Hi Scott! I bought a Festool CT15 after reading your review. Any chance you have a link to an adapter that would work for attaching my ProScraper? Thank you!
Nice video. Doesn’t the RRP guidance suggest wet scraping? Or does it change if you’re using a HEPA vacuum connected to the tool?
Since you do a lot of RRP work, do you have dedicated lead tools? Or do you use the same shop vac for lead/non-lead work?
If you were doing this onsite, I assume you’d still follow typical containment procedures. Do you feel like this gives you any advantages over some of the other major mechanical stripping tools?

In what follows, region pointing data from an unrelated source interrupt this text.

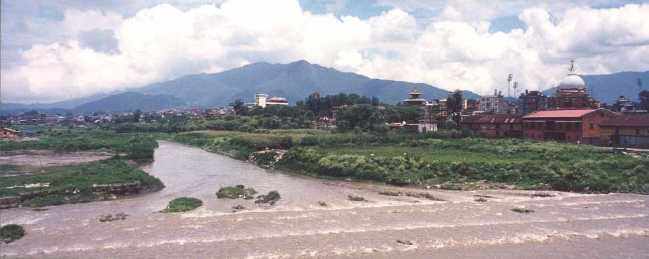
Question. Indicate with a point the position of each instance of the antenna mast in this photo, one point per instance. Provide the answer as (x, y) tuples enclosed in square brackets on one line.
[(515, 86), (509, 84)]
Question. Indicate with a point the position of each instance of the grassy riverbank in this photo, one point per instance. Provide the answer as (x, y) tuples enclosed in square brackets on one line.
[(444, 159), (82, 182), (107, 179)]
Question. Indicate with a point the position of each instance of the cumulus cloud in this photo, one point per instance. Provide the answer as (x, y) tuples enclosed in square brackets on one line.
[(454, 50)]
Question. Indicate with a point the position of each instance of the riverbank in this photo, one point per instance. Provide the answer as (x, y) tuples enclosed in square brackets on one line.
[(563, 224), (448, 163), (72, 166)]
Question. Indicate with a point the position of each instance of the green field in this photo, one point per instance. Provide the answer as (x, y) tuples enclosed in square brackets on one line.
[(445, 159), (74, 183)]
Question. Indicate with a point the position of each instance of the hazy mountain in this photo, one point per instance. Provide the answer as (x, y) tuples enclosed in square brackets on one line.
[(294, 81), (130, 101), (607, 88)]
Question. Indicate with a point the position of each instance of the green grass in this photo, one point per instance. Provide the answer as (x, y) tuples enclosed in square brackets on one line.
[(235, 192), (11, 232), (131, 145), (182, 204), (70, 184), (451, 160)]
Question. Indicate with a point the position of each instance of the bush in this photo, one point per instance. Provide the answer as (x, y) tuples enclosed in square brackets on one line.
[(270, 198), (235, 192), (183, 204), (11, 232)]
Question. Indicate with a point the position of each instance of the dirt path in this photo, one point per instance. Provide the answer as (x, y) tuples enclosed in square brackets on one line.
[(564, 225), (45, 158)]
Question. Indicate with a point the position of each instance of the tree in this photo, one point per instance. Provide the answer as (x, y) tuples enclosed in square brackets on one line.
[(136, 115), (644, 99), (362, 116)]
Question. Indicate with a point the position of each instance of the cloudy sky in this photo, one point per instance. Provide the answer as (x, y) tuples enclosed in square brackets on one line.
[(57, 50)]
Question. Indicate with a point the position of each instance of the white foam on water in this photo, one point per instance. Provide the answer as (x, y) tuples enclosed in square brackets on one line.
[(516, 239)]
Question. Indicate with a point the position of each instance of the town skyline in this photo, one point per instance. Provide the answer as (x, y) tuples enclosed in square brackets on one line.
[(450, 44)]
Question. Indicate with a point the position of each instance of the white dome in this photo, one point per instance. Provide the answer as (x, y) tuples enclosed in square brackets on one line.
[(572, 81)]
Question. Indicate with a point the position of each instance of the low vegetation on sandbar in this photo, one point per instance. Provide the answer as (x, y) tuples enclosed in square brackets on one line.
[(112, 178), (11, 232), (106, 179), (182, 204), (236, 192), (447, 159)]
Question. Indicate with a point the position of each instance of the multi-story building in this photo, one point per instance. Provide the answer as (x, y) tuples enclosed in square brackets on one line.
[(531, 101), (494, 125), (572, 93), (576, 126), (426, 123), (493, 103), (626, 130), (262, 100)]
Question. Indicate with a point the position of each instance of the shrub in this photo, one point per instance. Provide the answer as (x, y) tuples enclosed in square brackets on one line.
[(235, 192), (271, 198), (11, 232), (183, 204)]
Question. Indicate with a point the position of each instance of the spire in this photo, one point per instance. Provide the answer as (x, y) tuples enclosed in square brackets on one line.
[(572, 66)]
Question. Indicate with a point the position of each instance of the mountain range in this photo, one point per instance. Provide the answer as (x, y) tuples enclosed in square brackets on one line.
[(295, 81)]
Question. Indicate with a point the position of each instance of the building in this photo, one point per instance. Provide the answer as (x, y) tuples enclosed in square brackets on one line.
[(575, 126), (276, 101), (262, 100), (426, 122), (531, 101), (7, 133), (493, 103), (470, 105), (572, 93), (626, 130), (494, 125)]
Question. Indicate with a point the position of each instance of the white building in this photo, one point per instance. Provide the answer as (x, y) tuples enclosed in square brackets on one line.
[(262, 100), (493, 103)]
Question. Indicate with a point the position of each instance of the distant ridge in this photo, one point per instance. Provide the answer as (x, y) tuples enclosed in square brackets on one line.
[(294, 81)]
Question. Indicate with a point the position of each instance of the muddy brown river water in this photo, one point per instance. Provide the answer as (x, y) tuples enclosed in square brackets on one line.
[(566, 225)]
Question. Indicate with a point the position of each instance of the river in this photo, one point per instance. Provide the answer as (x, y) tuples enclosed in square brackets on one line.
[(565, 225)]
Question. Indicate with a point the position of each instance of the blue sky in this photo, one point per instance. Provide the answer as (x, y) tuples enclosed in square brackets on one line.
[(52, 49)]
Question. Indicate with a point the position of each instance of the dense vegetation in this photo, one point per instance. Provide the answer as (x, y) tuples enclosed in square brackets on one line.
[(449, 159), (132, 146), (74, 183), (182, 204)]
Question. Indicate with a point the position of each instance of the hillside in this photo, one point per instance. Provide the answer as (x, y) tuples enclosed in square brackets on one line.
[(294, 81), (130, 101)]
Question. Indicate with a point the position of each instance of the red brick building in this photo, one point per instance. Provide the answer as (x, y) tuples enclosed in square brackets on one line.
[(626, 130), (494, 125), (575, 126)]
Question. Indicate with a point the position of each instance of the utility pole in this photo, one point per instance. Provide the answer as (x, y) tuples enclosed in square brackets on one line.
[(509, 84), (515, 86)]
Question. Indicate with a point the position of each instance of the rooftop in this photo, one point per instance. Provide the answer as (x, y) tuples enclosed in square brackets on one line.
[(559, 114)]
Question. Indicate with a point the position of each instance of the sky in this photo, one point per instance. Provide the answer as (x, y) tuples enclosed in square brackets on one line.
[(59, 50)]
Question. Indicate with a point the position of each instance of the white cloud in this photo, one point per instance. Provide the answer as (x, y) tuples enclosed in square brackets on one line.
[(455, 50)]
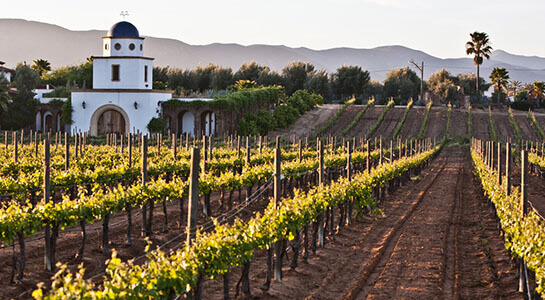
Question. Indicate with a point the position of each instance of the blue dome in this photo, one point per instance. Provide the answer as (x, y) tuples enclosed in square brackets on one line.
[(123, 29)]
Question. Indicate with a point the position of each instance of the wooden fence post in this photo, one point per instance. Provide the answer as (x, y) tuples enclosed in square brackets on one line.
[(144, 179), (193, 195), (277, 199), (507, 169), (320, 182), (49, 260)]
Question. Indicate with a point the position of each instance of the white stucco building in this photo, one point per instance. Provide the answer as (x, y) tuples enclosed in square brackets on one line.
[(122, 98)]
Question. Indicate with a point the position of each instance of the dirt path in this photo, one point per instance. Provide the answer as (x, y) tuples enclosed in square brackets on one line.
[(389, 124), (458, 122), (413, 122), (436, 239), (480, 125), (504, 129)]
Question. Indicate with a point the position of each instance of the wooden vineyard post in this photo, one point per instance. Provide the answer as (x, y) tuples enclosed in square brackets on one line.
[(129, 144), (350, 204), (277, 195), (15, 154), (498, 160), (300, 151), (368, 158), (193, 196), (507, 169), (248, 150), (66, 151), (49, 260), (144, 179), (321, 182), (523, 210)]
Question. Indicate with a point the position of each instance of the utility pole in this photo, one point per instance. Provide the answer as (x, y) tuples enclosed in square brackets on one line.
[(421, 68)]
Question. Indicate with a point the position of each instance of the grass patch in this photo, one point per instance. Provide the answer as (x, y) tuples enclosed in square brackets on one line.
[(400, 124)]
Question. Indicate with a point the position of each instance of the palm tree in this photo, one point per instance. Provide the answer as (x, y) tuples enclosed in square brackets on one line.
[(499, 77), (480, 47), (537, 91), (514, 86), (41, 66), (4, 93)]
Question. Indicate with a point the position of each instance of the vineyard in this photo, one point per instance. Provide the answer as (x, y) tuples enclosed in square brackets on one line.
[(369, 202)]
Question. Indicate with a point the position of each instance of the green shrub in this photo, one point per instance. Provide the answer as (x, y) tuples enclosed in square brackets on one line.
[(156, 125)]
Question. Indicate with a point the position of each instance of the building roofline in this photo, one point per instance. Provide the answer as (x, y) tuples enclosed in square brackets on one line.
[(123, 57), (121, 91)]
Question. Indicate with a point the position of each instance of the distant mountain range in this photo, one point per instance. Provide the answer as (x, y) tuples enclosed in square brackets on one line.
[(23, 40)]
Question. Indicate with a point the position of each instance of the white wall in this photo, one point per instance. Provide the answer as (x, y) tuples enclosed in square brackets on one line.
[(7, 75), (131, 73), (108, 45), (138, 118)]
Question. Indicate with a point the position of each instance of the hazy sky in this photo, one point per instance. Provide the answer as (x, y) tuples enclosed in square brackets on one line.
[(438, 27)]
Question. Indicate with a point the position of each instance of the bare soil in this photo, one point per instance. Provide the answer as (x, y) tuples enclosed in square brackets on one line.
[(437, 122), (344, 120), (413, 122), (389, 124), (367, 121), (435, 239), (480, 124), (458, 122)]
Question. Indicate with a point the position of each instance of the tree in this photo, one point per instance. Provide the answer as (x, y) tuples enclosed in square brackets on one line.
[(467, 82), (249, 71), (4, 93), (350, 80), (41, 66), (479, 46), (221, 78), (441, 83), (318, 83), (21, 111), (295, 75), (499, 78), (402, 84), (538, 91), (514, 86)]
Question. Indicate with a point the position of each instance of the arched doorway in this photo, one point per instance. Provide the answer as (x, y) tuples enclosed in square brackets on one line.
[(186, 122), (109, 119), (208, 123)]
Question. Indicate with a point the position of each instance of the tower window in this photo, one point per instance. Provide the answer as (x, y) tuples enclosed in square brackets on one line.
[(115, 72), (145, 73)]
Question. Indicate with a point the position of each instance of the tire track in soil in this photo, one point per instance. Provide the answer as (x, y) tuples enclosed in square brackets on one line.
[(472, 263)]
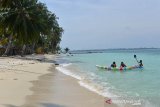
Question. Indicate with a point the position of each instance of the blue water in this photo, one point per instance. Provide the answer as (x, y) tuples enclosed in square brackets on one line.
[(143, 84)]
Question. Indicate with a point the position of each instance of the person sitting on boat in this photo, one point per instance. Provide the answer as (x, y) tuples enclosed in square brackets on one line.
[(140, 63), (122, 66), (113, 65)]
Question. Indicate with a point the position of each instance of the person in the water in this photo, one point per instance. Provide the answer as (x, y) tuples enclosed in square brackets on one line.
[(113, 65), (122, 66)]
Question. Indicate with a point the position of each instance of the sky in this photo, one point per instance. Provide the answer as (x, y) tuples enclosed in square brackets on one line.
[(102, 24)]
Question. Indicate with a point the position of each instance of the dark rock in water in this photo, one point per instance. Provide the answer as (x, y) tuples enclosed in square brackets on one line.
[(56, 64)]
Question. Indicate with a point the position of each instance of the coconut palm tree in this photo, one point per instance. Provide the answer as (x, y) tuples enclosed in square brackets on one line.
[(25, 18)]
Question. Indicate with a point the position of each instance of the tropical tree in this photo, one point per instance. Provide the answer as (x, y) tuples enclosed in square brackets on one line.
[(28, 22)]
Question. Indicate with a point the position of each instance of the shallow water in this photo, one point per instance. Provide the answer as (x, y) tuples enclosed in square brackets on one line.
[(136, 84)]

RRP allows working with tools attached to a HEPA vac and we usually setup containment in any area we are working as well.

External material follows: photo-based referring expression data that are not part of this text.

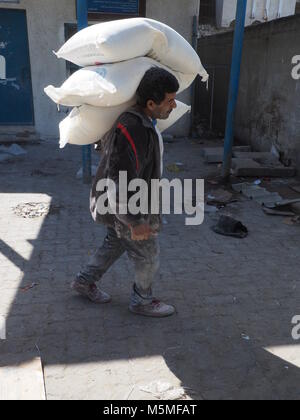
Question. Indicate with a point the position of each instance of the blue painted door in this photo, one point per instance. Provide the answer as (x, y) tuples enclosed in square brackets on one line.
[(16, 102)]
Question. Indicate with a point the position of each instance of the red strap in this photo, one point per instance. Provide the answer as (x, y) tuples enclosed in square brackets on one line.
[(130, 139)]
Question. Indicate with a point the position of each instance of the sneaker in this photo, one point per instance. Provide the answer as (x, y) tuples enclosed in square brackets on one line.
[(90, 291), (155, 309)]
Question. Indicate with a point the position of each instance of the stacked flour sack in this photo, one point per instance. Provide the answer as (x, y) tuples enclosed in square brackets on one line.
[(115, 56)]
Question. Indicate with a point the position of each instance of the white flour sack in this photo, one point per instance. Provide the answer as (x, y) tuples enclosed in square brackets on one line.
[(122, 40), (88, 124), (108, 85)]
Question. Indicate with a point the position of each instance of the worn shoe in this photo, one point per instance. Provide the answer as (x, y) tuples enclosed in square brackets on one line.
[(155, 309), (90, 291)]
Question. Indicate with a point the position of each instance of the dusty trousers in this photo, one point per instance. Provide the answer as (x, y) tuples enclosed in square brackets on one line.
[(143, 254)]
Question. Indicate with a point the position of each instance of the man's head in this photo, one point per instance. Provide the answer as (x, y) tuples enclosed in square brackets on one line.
[(157, 92)]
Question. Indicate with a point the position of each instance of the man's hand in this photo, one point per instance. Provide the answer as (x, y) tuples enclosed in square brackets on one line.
[(142, 232)]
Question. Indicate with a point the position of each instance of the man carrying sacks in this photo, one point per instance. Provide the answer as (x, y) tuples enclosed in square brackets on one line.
[(133, 145)]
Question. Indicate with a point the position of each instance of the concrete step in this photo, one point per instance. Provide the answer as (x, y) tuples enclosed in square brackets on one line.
[(216, 154), (251, 168)]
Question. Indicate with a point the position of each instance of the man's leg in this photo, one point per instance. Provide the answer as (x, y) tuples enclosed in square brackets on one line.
[(145, 257), (102, 260)]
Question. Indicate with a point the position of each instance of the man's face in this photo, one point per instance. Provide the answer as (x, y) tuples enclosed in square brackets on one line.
[(162, 111)]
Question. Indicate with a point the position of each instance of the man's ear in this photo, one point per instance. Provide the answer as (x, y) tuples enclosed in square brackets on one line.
[(150, 105)]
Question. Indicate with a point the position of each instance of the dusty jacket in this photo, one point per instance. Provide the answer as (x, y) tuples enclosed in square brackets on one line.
[(132, 145)]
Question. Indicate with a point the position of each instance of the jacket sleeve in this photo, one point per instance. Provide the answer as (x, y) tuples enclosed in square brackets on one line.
[(126, 157)]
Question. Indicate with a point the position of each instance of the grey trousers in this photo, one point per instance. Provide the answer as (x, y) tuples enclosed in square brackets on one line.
[(143, 254)]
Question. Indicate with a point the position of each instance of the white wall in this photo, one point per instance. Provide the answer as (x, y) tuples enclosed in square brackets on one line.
[(46, 19), (257, 10)]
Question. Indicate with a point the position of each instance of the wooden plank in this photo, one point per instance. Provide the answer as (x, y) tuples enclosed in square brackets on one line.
[(23, 381)]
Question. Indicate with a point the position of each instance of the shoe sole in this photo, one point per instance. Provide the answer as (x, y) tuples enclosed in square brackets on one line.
[(151, 315)]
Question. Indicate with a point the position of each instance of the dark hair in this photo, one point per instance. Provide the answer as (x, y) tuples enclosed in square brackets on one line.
[(154, 86)]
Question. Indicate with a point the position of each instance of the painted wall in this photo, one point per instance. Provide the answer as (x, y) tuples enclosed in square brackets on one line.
[(46, 19), (257, 11), (268, 111)]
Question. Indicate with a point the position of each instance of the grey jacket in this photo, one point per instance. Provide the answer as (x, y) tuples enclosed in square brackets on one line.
[(132, 145)]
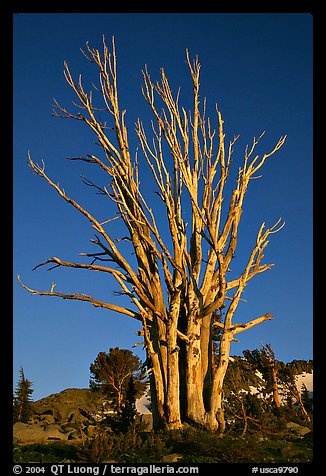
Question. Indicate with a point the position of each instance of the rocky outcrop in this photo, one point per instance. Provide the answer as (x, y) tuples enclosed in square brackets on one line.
[(70, 415), (71, 405)]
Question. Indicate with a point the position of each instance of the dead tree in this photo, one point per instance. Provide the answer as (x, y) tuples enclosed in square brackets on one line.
[(177, 293)]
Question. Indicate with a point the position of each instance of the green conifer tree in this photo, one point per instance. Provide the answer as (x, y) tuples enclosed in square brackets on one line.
[(22, 400)]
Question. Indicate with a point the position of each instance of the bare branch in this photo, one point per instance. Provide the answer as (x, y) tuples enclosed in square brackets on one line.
[(82, 297)]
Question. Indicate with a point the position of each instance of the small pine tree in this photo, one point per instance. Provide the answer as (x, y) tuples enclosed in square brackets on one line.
[(128, 412), (22, 400)]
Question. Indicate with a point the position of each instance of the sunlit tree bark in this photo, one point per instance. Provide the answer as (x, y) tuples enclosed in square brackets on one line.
[(179, 285)]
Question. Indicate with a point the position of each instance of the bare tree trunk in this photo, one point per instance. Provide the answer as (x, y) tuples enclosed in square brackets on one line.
[(173, 289)]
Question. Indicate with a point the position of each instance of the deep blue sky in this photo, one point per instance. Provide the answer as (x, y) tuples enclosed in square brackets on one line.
[(258, 68)]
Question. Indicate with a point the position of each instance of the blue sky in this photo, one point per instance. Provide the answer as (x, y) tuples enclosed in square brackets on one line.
[(258, 68)]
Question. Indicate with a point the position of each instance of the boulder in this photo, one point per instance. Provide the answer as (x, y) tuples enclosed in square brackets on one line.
[(297, 429), (54, 433), (28, 433), (73, 405)]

Any suggestions for modifying the blade to work on trim and window profiles?
I like using the Hyde contour scraper for the fragile profiles. The ProScraper does the heavy work and then the detail work needs a finer tool.

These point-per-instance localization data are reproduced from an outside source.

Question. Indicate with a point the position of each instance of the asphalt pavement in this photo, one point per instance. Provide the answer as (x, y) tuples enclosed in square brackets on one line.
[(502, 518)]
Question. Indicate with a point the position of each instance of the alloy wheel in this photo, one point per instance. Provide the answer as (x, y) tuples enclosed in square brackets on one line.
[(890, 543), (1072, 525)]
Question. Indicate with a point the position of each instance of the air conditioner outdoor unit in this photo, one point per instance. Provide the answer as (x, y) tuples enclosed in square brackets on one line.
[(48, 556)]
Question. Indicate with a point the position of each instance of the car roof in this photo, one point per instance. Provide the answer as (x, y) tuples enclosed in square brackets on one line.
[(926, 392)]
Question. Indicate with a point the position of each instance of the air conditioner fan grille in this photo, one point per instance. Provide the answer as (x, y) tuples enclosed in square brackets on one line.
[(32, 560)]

If you are using the Cobra or other IR heating method, the paint should be soft enough for the Hyde contours to do the trick.
The Bahco 625 Premium Ergonomic Carbide Scraper has carbide blades, which are much harder, and has smaller blades and a choice of round, pear shaped, and pointed profiles in addition to flat but narrower. If the paint already is pretty bad and just needs scraping, these work better, but fewer contour choices and for convex shapes one just uses narrow flat and is careful not to flatten the curve.
These too need a diamond card to sharpen. the Hyde you can use a file.